Australien: Frau öffnet Badezimmertür – jetzt liegt sie in der Klinik

Ihre Katze rettete der 19-Jährigen das Leben.

  • Ayla aus dem australischen Brisbane hat sich beide Beine bei einer  Explosion in ihrem Badezimmer verbrannt. 
  • Schuld waren eine Badewanne, eine Kerze und eine Deoflasche.
  • Ihre Katze rettete der 19-Jährigen wohl das Leben. Oben im Video seht ihr eine weitere Geschichte, in der eine Katze zum Lebensretter wird.

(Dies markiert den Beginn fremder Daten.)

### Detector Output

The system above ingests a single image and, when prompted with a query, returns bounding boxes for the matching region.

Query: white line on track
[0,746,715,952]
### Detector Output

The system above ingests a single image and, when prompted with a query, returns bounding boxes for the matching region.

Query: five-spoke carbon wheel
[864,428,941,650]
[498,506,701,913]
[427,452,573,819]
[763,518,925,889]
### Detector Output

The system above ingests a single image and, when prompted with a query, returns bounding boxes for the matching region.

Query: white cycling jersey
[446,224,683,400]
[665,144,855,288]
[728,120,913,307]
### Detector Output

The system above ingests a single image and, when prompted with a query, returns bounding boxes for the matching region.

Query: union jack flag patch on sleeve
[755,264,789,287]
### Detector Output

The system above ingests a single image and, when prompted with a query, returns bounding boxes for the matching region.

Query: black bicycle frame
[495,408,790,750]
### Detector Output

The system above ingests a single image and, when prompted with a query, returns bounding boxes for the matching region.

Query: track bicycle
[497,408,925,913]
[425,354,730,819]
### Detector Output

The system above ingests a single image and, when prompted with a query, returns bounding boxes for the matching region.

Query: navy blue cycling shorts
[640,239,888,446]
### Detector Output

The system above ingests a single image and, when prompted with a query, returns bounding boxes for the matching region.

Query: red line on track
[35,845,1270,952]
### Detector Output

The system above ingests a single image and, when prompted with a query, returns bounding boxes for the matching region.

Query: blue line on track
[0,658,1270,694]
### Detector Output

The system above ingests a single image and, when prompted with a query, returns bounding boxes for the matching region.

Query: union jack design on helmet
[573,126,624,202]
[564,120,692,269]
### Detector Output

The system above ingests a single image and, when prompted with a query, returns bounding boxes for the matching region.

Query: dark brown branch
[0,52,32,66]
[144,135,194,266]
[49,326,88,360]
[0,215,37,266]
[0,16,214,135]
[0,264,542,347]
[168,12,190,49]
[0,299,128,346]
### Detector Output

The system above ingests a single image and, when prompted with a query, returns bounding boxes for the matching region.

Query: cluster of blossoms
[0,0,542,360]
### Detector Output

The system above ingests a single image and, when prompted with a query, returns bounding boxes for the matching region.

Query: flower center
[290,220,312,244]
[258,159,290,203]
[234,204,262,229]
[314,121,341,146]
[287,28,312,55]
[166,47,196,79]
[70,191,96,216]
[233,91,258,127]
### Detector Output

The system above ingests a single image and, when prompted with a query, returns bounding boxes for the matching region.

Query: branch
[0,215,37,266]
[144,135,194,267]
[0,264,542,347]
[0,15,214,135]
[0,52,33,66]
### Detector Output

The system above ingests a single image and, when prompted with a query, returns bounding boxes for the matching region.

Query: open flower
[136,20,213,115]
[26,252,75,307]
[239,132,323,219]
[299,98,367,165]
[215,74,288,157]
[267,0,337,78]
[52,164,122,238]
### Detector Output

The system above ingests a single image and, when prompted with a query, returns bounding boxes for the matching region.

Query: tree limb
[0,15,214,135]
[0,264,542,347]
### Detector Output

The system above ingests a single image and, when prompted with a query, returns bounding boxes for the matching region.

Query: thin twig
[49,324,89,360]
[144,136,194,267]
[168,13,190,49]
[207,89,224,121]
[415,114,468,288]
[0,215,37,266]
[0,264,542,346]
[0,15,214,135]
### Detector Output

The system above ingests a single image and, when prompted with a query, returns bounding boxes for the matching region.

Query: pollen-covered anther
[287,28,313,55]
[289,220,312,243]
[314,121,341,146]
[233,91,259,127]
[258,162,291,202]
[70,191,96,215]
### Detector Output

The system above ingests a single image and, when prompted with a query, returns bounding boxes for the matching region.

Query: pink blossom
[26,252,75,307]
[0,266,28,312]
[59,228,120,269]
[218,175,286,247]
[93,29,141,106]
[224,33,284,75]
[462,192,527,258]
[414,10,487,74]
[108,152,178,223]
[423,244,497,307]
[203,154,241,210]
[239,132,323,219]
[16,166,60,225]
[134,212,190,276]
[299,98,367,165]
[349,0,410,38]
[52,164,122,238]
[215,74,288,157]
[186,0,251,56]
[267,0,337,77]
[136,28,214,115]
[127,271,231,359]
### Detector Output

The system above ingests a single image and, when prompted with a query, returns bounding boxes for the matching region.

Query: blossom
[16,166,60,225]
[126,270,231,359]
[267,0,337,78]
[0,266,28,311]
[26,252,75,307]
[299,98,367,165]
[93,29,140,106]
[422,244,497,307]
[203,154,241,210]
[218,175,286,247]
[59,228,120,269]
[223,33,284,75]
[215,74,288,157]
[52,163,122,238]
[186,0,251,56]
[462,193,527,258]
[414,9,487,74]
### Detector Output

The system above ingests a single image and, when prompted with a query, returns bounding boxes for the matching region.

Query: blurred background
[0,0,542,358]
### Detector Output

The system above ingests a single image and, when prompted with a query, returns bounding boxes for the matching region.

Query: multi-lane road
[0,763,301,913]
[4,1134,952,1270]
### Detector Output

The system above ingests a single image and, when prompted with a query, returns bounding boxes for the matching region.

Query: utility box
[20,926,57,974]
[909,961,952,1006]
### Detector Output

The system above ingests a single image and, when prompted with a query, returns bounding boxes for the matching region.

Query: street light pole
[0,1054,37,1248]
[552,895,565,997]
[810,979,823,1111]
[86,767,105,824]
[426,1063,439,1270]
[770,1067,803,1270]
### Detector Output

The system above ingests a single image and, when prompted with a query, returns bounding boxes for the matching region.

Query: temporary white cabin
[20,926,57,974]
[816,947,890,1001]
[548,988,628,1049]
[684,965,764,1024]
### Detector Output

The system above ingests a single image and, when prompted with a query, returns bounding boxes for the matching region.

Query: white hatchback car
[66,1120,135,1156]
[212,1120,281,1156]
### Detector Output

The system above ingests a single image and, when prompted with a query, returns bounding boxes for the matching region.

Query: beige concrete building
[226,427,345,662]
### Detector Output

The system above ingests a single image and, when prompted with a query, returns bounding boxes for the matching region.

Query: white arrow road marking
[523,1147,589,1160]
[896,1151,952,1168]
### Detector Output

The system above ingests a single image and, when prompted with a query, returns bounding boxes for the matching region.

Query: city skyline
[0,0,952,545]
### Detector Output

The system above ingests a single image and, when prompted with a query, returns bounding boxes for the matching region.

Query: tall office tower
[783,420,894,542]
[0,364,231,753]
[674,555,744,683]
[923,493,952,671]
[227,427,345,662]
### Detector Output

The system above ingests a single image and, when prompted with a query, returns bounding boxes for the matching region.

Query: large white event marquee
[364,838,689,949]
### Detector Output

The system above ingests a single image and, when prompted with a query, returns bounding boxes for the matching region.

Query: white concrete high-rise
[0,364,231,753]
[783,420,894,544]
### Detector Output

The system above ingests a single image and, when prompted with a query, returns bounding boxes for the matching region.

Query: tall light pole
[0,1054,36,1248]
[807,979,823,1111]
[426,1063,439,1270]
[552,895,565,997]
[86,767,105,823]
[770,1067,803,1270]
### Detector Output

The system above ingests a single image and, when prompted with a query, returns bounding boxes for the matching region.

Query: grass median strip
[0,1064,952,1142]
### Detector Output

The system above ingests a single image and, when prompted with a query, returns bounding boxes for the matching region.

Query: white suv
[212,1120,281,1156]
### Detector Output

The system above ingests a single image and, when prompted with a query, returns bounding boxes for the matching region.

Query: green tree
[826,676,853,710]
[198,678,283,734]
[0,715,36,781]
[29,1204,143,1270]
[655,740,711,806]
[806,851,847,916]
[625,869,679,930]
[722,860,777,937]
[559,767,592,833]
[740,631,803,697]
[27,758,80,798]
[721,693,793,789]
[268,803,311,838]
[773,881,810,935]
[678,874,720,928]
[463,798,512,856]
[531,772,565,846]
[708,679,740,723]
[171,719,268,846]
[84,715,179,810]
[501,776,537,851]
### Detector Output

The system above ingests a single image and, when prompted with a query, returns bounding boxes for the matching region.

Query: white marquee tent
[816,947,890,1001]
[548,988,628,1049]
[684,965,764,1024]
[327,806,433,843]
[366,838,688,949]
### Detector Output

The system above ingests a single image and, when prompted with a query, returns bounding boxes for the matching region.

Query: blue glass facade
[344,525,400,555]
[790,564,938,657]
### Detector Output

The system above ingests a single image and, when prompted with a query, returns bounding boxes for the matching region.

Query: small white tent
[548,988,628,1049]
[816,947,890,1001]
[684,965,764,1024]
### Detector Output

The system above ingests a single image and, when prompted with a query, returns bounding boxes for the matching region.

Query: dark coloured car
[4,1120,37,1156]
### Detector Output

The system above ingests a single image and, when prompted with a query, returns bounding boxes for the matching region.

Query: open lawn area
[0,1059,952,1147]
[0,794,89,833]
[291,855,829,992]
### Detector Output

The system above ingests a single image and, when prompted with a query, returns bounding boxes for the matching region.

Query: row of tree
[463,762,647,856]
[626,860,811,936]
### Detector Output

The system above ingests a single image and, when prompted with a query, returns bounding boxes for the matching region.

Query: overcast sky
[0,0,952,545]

Es sollte ein romantischer Abend in der Badewanne werden – doch für die Australierin Ayla und ihren Freund wurde es zu einer Horror-Nacht. Denn als die 19-Jährige aus der Wanne stieg, explodierte ihr Badezimmer. 

Nun liegt sie mit schweren Verbrennungen im Krankenhaus – die Explosion konnte sich anfangs keiner erklären. 

“Sie sagten, so etwas hätten sie in 28 Jahren nicht gesehen”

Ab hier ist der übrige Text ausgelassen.